Oregon Attorney General Hardy Myers, joined by a physician, a pharmacist, and a group of terminally ill patients, all from Oregon, filed a challenge to Attorney General Ashcroft's interpretation in the United States District Court for the District of Oregon. On April 17, 2002, U.S. District Judge Robert E. Jones granted summary judgment to Oregon and issued a permanent injunction against the enforcement of the Interpretive Rule. On May 26, 2004, that ruling was affirmed by the United States Court of Appeals for the Ninth Circuit, with Judge Richard C. Tallman joined by Senior Circuit Judge Donald P. Lay, over the dissent of Senior Circuit Judge John Clifford Wallace. The circuit panel majority invoked a clear statement rule regarding federalism in the United States to reject Attorney General Ashcroft's interpretation.

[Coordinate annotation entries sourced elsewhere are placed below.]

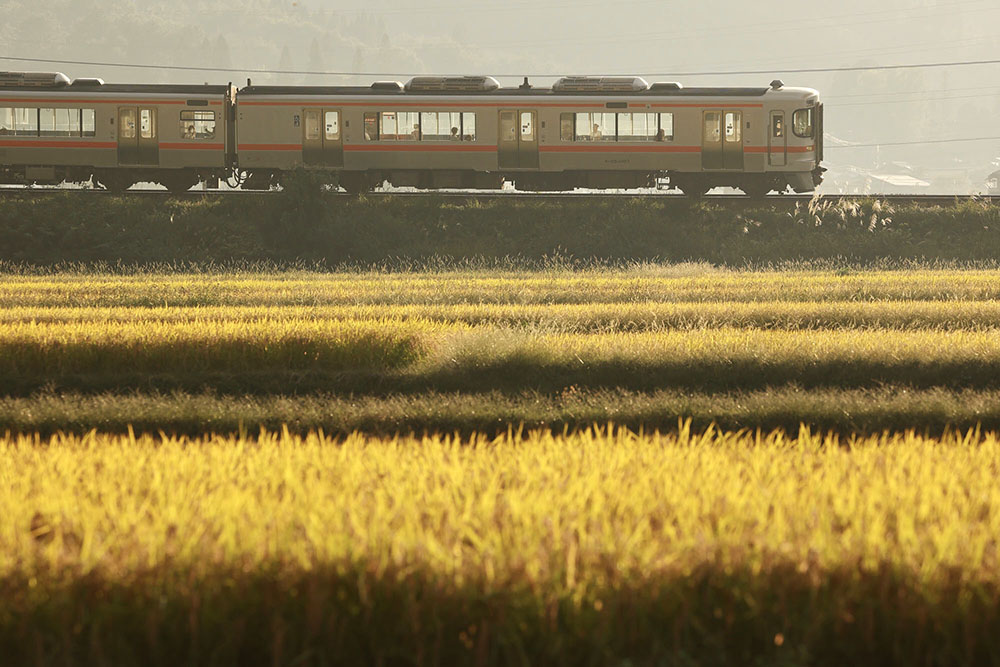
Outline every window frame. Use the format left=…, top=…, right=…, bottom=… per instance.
left=178, top=109, right=219, bottom=141
left=792, top=107, right=816, bottom=139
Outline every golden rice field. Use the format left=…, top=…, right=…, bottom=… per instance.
left=0, top=264, right=1000, bottom=666
left=0, top=428, right=1000, bottom=665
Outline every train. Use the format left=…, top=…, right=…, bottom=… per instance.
left=0, top=72, right=825, bottom=196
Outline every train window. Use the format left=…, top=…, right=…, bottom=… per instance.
left=305, top=109, right=321, bottom=141
left=324, top=111, right=340, bottom=141
left=771, top=116, right=785, bottom=139
left=80, top=109, right=97, bottom=137
left=38, top=109, right=56, bottom=137
left=521, top=111, right=535, bottom=141
left=576, top=113, right=616, bottom=141
left=656, top=112, right=674, bottom=141
left=618, top=113, right=674, bottom=141
left=420, top=111, right=440, bottom=141
left=365, top=113, right=378, bottom=141
left=559, top=113, right=573, bottom=141
left=181, top=111, right=215, bottom=139
left=56, top=109, right=80, bottom=137
left=792, top=109, right=813, bottom=139
left=14, top=109, right=38, bottom=137
left=420, top=111, right=462, bottom=141
left=618, top=113, right=632, bottom=141
left=460, top=111, right=476, bottom=141
left=500, top=111, right=517, bottom=143
left=118, top=109, right=135, bottom=139
left=726, top=111, right=743, bottom=144
left=705, top=111, right=722, bottom=144
left=139, top=109, right=156, bottom=139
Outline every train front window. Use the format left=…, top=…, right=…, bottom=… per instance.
left=14, top=109, right=38, bottom=137
left=181, top=111, right=217, bottom=139
left=792, top=109, right=814, bottom=139
left=80, top=109, right=97, bottom=137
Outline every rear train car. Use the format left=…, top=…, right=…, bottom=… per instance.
left=236, top=77, right=823, bottom=195
left=0, top=72, right=235, bottom=191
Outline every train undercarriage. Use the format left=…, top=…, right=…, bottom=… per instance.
left=0, top=165, right=825, bottom=197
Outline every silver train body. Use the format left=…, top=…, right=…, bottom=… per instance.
left=0, top=73, right=823, bottom=195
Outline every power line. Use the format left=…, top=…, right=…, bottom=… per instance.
left=826, top=137, right=1000, bottom=149
left=0, top=56, right=1000, bottom=78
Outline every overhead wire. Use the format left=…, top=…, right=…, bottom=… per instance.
left=0, top=56, right=1000, bottom=78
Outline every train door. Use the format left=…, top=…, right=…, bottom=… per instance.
left=302, top=109, right=344, bottom=167
left=767, top=111, right=788, bottom=167
left=497, top=109, right=538, bottom=169
left=118, top=107, right=160, bottom=167
left=701, top=109, right=743, bottom=171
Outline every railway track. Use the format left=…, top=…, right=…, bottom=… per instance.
left=0, top=186, right=1000, bottom=206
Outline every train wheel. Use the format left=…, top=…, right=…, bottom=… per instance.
left=94, top=173, right=135, bottom=194
left=157, top=174, right=198, bottom=194
left=340, top=172, right=372, bottom=195
left=740, top=181, right=774, bottom=199
left=672, top=179, right=715, bottom=198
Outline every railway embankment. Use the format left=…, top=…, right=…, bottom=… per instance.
left=0, top=188, right=1000, bottom=267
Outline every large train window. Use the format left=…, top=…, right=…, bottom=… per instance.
left=420, top=111, right=462, bottom=141
left=576, top=113, right=617, bottom=141
left=792, top=109, right=813, bottom=139
left=80, top=109, right=97, bottom=137
left=618, top=113, right=674, bottom=141
left=181, top=111, right=215, bottom=139
left=379, top=111, right=420, bottom=141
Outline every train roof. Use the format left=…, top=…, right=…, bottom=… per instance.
left=0, top=72, right=230, bottom=95
left=239, top=86, right=771, bottom=97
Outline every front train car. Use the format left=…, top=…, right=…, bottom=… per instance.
left=0, top=72, right=235, bottom=192
left=230, top=76, right=823, bottom=196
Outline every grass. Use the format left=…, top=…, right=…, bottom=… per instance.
left=0, top=264, right=1000, bottom=433
left=0, top=189, right=1000, bottom=268
left=0, top=425, right=1000, bottom=665
left=0, top=263, right=1000, bottom=666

The federal government's petition for a writ for certiorari was granted and one hour of oral arguments were heard on October 5, 2005, with Paul Clement, the Solicitor General of the United States, personally appearing.

==Opinion of the Court==
On January 17, 2006, the Court delivered judgment in favor of Oregon, affirming the lower court by a vote of 6–3. Justice Anthony Kennedy, joined by Justices John Paul Stevens, Sandra Day O'Connor, (Note: Justice O'Connor was in the majority although she had announced her retirement on July 1, 2005, pending confirmation of a successor. She remained on the Court when oral argument was heard and when the case was considered, but her vote would not have counted if her successor was seated before the Court formally announced its decision. Samuel Alito was still pending confirmation by the Senate to replace O'Connor when the ruling was handed down.) David Souter, Ruth Bader Ginsburg, and Stephen Breyer determined that the Controlled Substances Act (CSA) did not give the Attorney General the power to interfere with physicians obeying the state law. The Court did not dispute the power of the federal government to regulate drugs, but it disagreed that the statute in place empowered the attorney general to overrule state laws on the appropriate use of medications allowed.

The Court first determined it did not need to grant substantial deference to the Justice Department's interpretation of its own regulation under Auer v. Robbins (1997) because the regulation merely restated the terms of the CSA. Likewise, the Court found that, although the phrase "legitimate medical purpose" in the statute is ambiguous, the Attorney General's interpretation was not entitled to Chevron deference because the CSA delegated medical judgments to the expertise of the United States Secretary of Health and Human Services, not to the Attorney General. Finally, the Court found the Attorney General's conclusions regarding the phrase unpersuasive under Skidmore v. Swift & Co. (1944) because Congress would have been more explicit if it had intended to empower the Attorney General to unilaterally create new crimes through regulation.

==Dissents==
===Justice Scalia===
Justice Antonin Scalia, joined by Chief Justice John Roberts and Justice Clarence Thomas, dissented. Scalia believed that agency deference should be given to the Attorney General under both Auer and Chevron. Even without granting any agency deference, the Attorney General's interpretation was reasonable because, Scalia argued: "If the term 'legitimate medical purpose' has any meaning, it surely excludes the prescription of drugs to produce death."

===Justice Thomas===
Justice Thomas also filed a brief dissent, alone. Thomas made clear that, although he still believes the CSA is not empowered by the Constitution's Interstate Commerce Clause to regulate purely intrastate conduct, if it were, the Attorney General's interpretation of the statute would be reasonable. Thomas argued that the opinion of the Court was inconsistent with the reasoning in Gonzales v. Raich (2005). He also dissented in that decision in which five of the six justices in the majority in Oregon found broad federal authority under the CSA for Congress to forbid the growth of medical marijuana.

Thomas had argued for a more limited congressional power under the Commerce Clause in Raich, which focused on intrastate and interstate commerce. In Oregon, by contrast, the case was a matter of the validity of an executive interpretation of that statute.